Matrix Calculus question: Taking the derivative of the following equation?

84 Views Asked by At

I am encountering matrix calculus for the first time, and I'm completely lost on the following problem:

I'm trying to get the derivative of $$ (x-\mu)^T F (x - \mu) -1 =0 $$ where $x = (I+2\lambda F )^{-1} (y + 2 \lambda F \mu)$ which transforms the function to the following:

$$((I+2\lambda F )^{-1} (y + 2 \lambda F \mu) - \mu ) ^T F ((I+2\lambda F )^{-1} (y + 2 \lambda F \mu) - \mu ) -1 = 0$$

My intuition tells me that the gradient is just the following (extrapolating from the example of x)

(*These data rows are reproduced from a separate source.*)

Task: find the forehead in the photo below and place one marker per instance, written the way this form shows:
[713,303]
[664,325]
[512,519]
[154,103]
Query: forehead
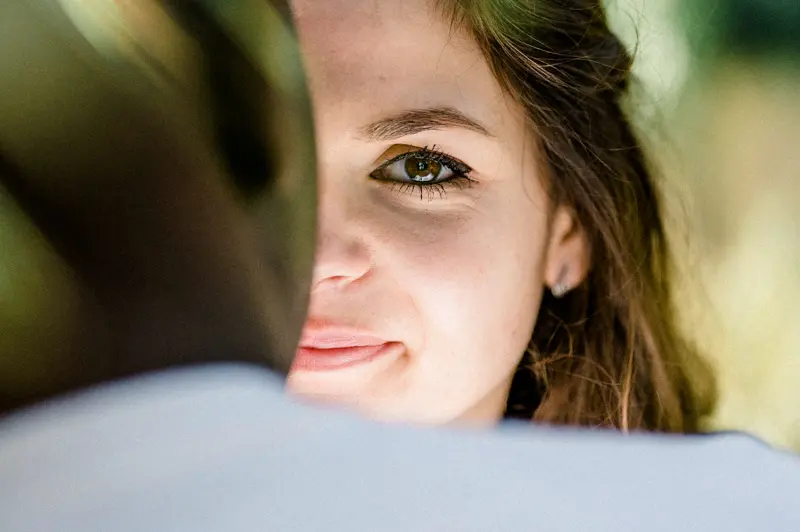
[374,57]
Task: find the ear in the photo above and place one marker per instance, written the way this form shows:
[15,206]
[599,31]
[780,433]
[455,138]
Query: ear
[568,254]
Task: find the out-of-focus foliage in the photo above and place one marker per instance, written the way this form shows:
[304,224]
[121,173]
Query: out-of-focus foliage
[720,108]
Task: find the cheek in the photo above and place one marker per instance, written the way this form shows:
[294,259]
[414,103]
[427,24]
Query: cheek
[475,278]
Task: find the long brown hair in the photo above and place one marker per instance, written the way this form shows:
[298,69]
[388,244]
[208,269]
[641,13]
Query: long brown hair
[609,353]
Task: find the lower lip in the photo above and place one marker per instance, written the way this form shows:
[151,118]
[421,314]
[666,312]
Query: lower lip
[312,359]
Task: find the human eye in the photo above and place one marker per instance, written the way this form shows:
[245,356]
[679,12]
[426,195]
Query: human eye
[424,171]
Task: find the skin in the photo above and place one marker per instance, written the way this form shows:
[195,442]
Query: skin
[456,276]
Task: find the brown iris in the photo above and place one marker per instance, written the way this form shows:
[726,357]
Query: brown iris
[420,169]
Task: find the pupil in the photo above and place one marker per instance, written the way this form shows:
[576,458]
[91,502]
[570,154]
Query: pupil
[422,169]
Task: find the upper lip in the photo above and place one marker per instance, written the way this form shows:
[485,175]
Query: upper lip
[337,337]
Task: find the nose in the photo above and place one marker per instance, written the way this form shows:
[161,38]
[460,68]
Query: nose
[342,255]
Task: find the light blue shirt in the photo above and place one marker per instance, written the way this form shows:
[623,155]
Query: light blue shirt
[222,449]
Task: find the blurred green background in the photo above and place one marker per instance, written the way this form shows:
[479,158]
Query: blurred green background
[720,105]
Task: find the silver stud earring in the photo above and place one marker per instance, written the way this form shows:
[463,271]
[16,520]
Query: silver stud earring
[560,290]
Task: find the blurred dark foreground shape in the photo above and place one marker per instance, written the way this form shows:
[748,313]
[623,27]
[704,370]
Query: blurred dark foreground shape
[156,190]
[138,235]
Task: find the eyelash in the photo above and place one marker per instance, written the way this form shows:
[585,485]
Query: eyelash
[460,178]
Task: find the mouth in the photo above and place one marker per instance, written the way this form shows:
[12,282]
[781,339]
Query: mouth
[332,349]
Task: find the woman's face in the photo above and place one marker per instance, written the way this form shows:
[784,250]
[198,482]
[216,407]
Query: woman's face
[430,269]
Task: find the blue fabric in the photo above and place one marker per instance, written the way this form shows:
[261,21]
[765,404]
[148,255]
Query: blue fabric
[222,449]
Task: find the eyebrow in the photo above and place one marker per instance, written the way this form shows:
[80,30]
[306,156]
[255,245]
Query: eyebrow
[418,120]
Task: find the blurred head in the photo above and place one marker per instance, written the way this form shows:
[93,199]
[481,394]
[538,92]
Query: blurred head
[473,164]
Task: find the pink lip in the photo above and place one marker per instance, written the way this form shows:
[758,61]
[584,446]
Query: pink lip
[331,348]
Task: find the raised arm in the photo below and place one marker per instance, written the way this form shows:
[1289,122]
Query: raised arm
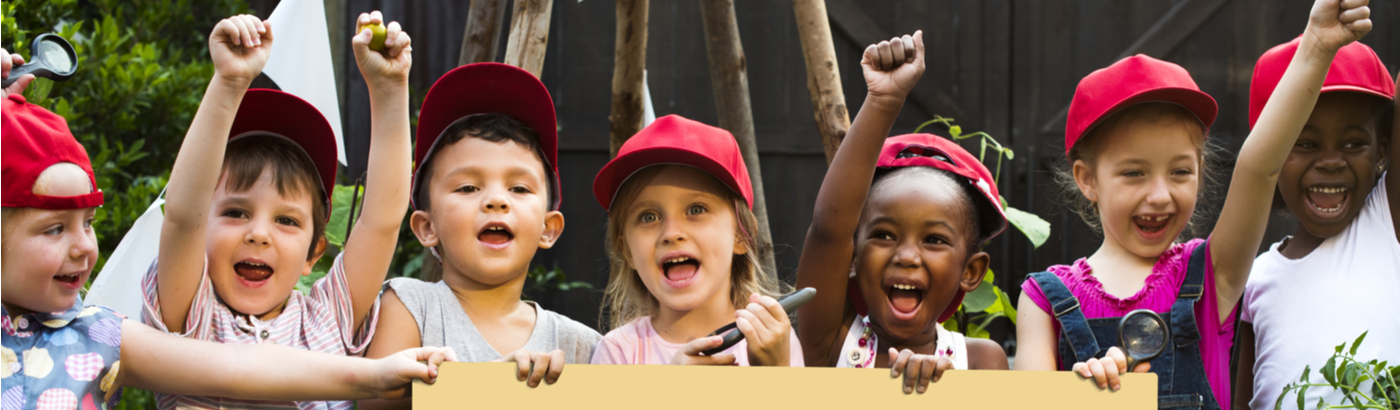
[891,69]
[240,46]
[157,361]
[370,248]
[1245,216]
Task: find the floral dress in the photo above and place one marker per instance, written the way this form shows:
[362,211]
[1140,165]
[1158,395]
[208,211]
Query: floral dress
[60,360]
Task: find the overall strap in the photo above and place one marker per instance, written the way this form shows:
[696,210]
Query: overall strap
[1074,328]
[1183,311]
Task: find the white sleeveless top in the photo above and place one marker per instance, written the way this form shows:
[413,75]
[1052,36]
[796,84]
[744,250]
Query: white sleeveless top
[857,354]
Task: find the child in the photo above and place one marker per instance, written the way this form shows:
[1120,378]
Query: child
[1344,249]
[59,353]
[919,223]
[486,199]
[1136,140]
[679,239]
[238,237]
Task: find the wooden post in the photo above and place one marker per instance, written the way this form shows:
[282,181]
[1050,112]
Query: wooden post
[529,35]
[629,62]
[823,79]
[483,31]
[730,79]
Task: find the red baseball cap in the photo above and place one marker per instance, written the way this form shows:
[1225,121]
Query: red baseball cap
[35,139]
[487,88]
[1354,69]
[938,153]
[276,114]
[1130,81]
[676,140]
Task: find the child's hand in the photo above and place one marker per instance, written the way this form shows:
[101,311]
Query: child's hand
[766,328]
[1105,371]
[240,46]
[892,67]
[389,66]
[689,354]
[392,374]
[9,62]
[917,368]
[1337,23]
[546,365]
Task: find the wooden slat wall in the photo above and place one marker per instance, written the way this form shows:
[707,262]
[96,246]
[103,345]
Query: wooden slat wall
[1010,65]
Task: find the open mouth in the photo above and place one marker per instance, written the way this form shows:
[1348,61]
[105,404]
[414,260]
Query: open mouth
[252,270]
[496,235]
[905,298]
[1152,224]
[681,269]
[1327,200]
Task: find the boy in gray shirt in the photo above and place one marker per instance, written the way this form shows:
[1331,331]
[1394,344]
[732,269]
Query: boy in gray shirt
[486,198]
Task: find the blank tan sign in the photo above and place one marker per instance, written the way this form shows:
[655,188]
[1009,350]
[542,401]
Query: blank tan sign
[492,385]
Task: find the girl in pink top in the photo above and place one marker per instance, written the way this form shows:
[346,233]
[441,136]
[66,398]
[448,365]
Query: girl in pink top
[1134,139]
[683,258]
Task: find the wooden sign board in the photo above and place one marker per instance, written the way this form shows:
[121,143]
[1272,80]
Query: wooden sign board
[492,385]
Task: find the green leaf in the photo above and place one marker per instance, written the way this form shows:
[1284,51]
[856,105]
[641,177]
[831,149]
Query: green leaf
[982,298]
[1032,225]
[1355,344]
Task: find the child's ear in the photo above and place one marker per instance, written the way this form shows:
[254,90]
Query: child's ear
[1084,178]
[975,270]
[553,228]
[423,228]
[321,251]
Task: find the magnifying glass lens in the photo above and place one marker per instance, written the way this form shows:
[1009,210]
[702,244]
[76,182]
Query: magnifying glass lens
[1143,336]
[55,56]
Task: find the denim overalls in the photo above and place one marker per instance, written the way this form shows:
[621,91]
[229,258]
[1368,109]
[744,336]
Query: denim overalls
[1180,374]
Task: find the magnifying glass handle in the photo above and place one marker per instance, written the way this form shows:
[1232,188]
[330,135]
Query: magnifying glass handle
[18,72]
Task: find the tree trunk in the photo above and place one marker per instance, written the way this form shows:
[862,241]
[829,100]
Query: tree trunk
[629,62]
[823,79]
[483,31]
[728,76]
[529,35]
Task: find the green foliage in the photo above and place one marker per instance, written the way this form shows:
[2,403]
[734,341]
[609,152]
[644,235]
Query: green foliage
[989,302]
[1344,372]
[553,279]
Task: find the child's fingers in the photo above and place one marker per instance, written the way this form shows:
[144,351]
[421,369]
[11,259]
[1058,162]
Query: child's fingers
[539,368]
[556,365]
[896,52]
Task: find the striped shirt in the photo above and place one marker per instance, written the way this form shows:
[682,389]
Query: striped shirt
[317,322]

$$ \nabla f(\lambda) = 2 ((I+2\lambda F )^{-1} (y + 2 \lambda F \mu) - \mu ) ^T F $$

In this case, we have $\lambda$ to be scalar, $\mu$ and $y$ are vectors and $F \succcurlyeq 0 $

Which seems to be incorrect, can someone shed light on how to approach this problem?

2

There are 2 best solutions below

0
On BEST ANSWER

$ \def\x{(x-\mu)} \def\o{{\tt1}} \def\d{\dot} \def\A{A^{-\o}} \def\AD{{\d A}^{-\o}} \def\a{\alpha}\def\b{\beta}\def\l{\lambda} \def\qiq{\quad\implies\quad} \def\g#1#2{\frac{d #1}{d #2}} $Use a dot to denote derivatives with respect to $\l$ and note the following rules $$\eqalign{ \g{(Ab)}{\l} &= \d Ab + A\d b \qquad&\big({\rm derivative\:of\:a\:product}\big) \\ \d c &= 0 \qquad&\big({\rm derivative\:of\:a\:constant}\big) \\ \d\l &= \o \\ }$$ The derivative of a matrix inverse is tricky, but follows directly from these rules $$\eqalign{ I &= A\A \qquad&\big({\rm a\:matrix\:product}\big) \\ 0 &= \d A\A + A\,\AD \qquad&\big(I\:{\rm is\:a\:constant}\big) \\ \AD &= -\A\d A\A \qquad&\big({\rm solve\:for\:}\AD\big) \\ }$$ For typing convenience, define the variables $$\eqalign{ A &= I+2\l F,\qquad &\d A = 2F \\ b &= y+2\l F\mu,\qquad &\d b = 2F\mu \qquad\qquad\quad \\ }$$ Now we can differentiate $x$ $$\eqalign{ x &= {\A b} \\ \d x &= \A\d b - \A\d A\A b \\ &= \A(2F\mu) - \A(2F){\A b} \qquad\qquad \\ &= 2\A F(\mu-x) \\ }$$ Differentiating the main function yields $$\eqalign{ f &= \x^T F\x - \o \\ \d f &= \d x^T F\x + \x^T F\d x \qquad\qquad\quad \\ }$$ Assuming that $F$ is symmetric, this can be simplified to $$\eqalign{ \d f &= 2\,\x^T F\d x \\ &= 4\,\x^T F\A F(\mu-x) \qquad\qquad\quad \\ }$$

0
On
  • From $$ G(x):=(x-\mu)^\top F(x-\mu)=\sum_{ij}(x_i-\mu_i)F_{ij}(x_j-\mu_j) $$ we get, by the product rule, $$\tag{1} \frac{\partial}{\partial x_i}G(x)=\sum_{j\not=i}F_{ij}(x_j-\mu_j)+2F_{ii}(x_i-\mu_i)\,. $$

  • Writing $$ (I+2\lambda F)\,x(\lambda)=y+2\lambda F\mu $$ we get, by differentiating w.r.t. $\lambda$, $$ 2F\,x(\lambda)+(I+2\lambda F)\,\dot{x}(\lambda)=2F\mu\,. $$ This gives $$\tag{2} \dot{x}(\lambda)=(I-2\lambda F)^{-1}2F(\mu-x(\lambda))\,. $$

  • The function you want to differentiate is $f(\lambda)=G(x(\lambda))$ which maps a scalar to a scalar.

  • By the chain rule we finally get $$ \dot{f}(\lambda)=\sum_i\frac{\partial}{\partial x_i}G(x(\lambda))\,\dot{x}_i(\lambda) $$ for the derivative you are seeking. Use (1) and (2) to write this out.